Ketua Umum DPP Partai Kebangkitan Bangsa (PKB) Muhaimin Iskadar
disebut-sebut bakal membentuk poros baru pada Pilpres 2019 jika gagal
mendampingi Jokowi atau Prabwo. Hanya saja, dia masih enggan bicara
lebih detil tentang poros tersebut.
"Itu inisiatif teman-teman yang ingin membawa demokrasi ini dinamis.
Tentu kami saling mendoakan. PKB belum mengambil sikap," katanya di
sela-sela kegiatan Musyawarah Nasional (Munas) Ke-2, alumni Pondok
Pesantren Al Falah Ploso di Pondok Pesantren Mamba`ul Maarif Denanyar,
Kabupaten Jombang, Jawa Timur, Sabtu (3/3/2018) malam.
Ia menegaskan, hingga kini PKB belum ada pembicaraan serius dengan
sejumlah partai terkait pencalonan dirinya di Pemilu Presiden. Ia hanya
menegaskan, PKB tidak menutup kemungkinan untuk komunikasi dengan partai
manapun yang mempunyai visi yang dinilai sama.
"Belum ada pembicaraan. Kami tidak tutup komunikasi dengan siapapun.
Namun, belum ada komunikasi dan saya hanya ikut takdir Allah saja
(menjadi calon Wakil Presiden)," kata dia.
Sebelumnya, PKB berencana membuat poros baru di Pemilihan Presiden
(Pilpres) 2019 jika Ketua Umum DPP PKB Muhaimin Iskandar ditolak menjadi
calon Wakil Presiden mendampingi Joko Widodo atau Prabowo Subianto.
Hal itu diungkapkan oleh Ketua DPP PKB Muhammad Lukman Edy di
Jakarta.

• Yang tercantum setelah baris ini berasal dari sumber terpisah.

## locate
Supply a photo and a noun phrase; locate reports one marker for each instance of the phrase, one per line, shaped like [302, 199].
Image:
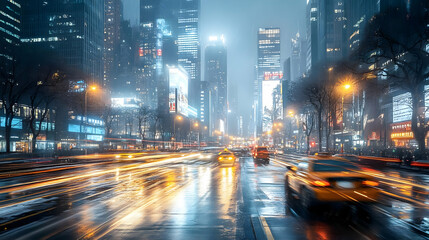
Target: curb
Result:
[260, 228]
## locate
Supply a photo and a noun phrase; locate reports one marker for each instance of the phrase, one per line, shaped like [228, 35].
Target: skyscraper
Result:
[326, 32]
[112, 40]
[10, 31]
[298, 57]
[269, 75]
[72, 29]
[189, 53]
[146, 84]
[156, 48]
[216, 77]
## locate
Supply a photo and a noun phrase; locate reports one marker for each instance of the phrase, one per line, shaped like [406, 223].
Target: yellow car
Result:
[329, 179]
[226, 157]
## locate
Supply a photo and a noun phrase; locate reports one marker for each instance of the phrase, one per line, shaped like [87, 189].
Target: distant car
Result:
[350, 157]
[323, 154]
[278, 151]
[226, 157]
[321, 180]
[261, 153]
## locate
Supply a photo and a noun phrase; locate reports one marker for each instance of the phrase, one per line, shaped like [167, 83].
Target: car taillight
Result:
[320, 183]
[370, 183]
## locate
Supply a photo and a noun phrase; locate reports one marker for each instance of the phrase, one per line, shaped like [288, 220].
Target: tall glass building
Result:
[72, 29]
[216, 78]
[269, 76]
[10, 30]
[189, 46]
[112, 40]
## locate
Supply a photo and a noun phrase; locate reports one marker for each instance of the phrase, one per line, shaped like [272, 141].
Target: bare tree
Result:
[308, 126]
[42, 94]
[11, 92]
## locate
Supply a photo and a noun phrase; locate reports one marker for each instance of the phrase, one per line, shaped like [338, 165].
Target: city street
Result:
[185, 196]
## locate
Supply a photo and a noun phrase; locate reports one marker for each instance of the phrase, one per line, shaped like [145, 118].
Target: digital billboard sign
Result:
[269, 103]
[178, 90]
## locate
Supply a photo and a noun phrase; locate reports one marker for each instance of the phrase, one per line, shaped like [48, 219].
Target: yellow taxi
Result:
[321, 179]
[226, 157]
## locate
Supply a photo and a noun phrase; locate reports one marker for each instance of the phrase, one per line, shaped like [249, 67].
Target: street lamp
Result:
[346, 87]
[179, 118]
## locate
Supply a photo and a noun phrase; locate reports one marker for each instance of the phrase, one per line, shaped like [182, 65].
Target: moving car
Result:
[261, 153]
[350, 157]
[226, 157]
[329, 179]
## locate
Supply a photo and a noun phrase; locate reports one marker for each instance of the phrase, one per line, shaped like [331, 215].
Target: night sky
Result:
[239, 21]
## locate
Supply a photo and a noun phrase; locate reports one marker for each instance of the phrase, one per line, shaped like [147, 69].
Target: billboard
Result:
[273, 75]
[402, 107]
[271, 103]
[178, 90]
[402, 110]
[124, 102]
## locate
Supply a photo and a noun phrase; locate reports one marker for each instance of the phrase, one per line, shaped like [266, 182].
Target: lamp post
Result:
[346, 87]
[179, 118]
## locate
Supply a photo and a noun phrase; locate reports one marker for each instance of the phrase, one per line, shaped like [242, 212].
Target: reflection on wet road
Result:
[168, 196]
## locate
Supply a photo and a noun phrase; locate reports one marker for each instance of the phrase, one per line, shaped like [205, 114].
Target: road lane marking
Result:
[266, 228]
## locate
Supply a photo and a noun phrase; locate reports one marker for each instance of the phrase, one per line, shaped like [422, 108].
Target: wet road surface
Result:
[181, 196]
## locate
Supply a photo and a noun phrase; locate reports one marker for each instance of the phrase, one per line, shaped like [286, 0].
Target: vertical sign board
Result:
[178, 90]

Ia mengatakan sampai saat ini PKB sudah menawarkan Cak Imin
agar menjadi calon Wakil Presiden mendampingi Jokowi serta Prabowo.

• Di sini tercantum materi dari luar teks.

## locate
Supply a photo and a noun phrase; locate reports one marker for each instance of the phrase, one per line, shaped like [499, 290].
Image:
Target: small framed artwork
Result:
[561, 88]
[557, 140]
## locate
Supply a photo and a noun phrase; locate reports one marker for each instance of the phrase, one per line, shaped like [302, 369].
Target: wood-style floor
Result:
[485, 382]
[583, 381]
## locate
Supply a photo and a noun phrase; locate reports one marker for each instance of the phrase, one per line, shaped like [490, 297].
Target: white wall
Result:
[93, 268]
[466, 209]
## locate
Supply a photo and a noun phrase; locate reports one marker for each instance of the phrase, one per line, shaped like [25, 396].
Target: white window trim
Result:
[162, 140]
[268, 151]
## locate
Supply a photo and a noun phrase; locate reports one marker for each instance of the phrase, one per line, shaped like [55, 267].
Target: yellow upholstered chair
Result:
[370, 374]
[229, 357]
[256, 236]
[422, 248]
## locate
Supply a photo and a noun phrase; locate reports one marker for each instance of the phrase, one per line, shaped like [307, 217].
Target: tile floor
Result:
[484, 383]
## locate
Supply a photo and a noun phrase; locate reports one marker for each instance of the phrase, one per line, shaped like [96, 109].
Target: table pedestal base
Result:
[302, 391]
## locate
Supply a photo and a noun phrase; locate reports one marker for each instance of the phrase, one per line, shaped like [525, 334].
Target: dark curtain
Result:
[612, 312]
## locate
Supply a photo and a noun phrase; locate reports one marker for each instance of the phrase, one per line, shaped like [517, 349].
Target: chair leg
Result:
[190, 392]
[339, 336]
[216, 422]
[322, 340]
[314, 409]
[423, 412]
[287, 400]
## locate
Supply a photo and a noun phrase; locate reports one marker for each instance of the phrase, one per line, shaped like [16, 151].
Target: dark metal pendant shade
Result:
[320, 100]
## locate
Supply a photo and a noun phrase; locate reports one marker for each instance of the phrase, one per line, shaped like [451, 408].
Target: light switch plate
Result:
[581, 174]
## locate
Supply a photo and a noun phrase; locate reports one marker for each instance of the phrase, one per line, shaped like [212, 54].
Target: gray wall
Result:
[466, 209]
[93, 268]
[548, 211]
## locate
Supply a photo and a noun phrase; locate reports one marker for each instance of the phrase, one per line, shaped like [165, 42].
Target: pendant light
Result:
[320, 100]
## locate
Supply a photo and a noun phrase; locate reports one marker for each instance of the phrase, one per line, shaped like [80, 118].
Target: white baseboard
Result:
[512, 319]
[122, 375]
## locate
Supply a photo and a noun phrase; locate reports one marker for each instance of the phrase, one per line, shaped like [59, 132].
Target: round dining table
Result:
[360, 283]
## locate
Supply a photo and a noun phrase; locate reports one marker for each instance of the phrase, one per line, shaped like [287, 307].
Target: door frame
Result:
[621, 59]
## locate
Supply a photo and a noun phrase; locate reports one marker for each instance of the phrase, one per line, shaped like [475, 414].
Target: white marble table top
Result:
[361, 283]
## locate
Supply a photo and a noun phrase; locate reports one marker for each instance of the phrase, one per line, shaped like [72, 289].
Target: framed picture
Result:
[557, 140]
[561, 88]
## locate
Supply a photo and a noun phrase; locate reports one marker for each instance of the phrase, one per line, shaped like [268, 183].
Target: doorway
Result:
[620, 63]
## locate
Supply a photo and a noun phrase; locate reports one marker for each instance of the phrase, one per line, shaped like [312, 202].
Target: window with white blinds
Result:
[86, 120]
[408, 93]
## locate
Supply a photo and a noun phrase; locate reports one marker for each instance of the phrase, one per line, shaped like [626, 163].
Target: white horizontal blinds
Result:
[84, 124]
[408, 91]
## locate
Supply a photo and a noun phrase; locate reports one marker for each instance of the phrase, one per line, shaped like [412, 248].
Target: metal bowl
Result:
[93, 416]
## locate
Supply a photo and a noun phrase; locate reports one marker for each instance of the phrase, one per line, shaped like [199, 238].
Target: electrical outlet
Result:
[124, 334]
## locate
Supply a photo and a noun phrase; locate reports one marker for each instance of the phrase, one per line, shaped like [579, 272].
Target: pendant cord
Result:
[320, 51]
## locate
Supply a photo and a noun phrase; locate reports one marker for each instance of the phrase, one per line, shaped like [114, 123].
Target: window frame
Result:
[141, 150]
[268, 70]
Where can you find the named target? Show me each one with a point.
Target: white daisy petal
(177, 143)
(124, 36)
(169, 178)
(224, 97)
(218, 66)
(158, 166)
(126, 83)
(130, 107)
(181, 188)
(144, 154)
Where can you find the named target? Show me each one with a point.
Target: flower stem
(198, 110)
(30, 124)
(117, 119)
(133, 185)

Lukman tidak menampik ada rencana pertemuan antara Cak Imin dengan
Prabowo. Namun ia belum dapat memastikan waktu dan tempat pertemuan
antara kedua ketum tersebut.
Isu bahwa Cak Imin menjadi calon Wakil Presiden mendampingi Jokowi
memang santer. Hingga kini, sejumlah baliho, poster hingga spanduk
dukungan agar Cak Imin menjadi calon Wakil Presiden banyak bertebaran,
termasuk di Jatim.
Dalam sejumlah survei, ternyata nama Muhaimin Iskandar juga masuk
dalam bursa calon Wakil Presiden potensial untuk Pemilu Presiden 2019.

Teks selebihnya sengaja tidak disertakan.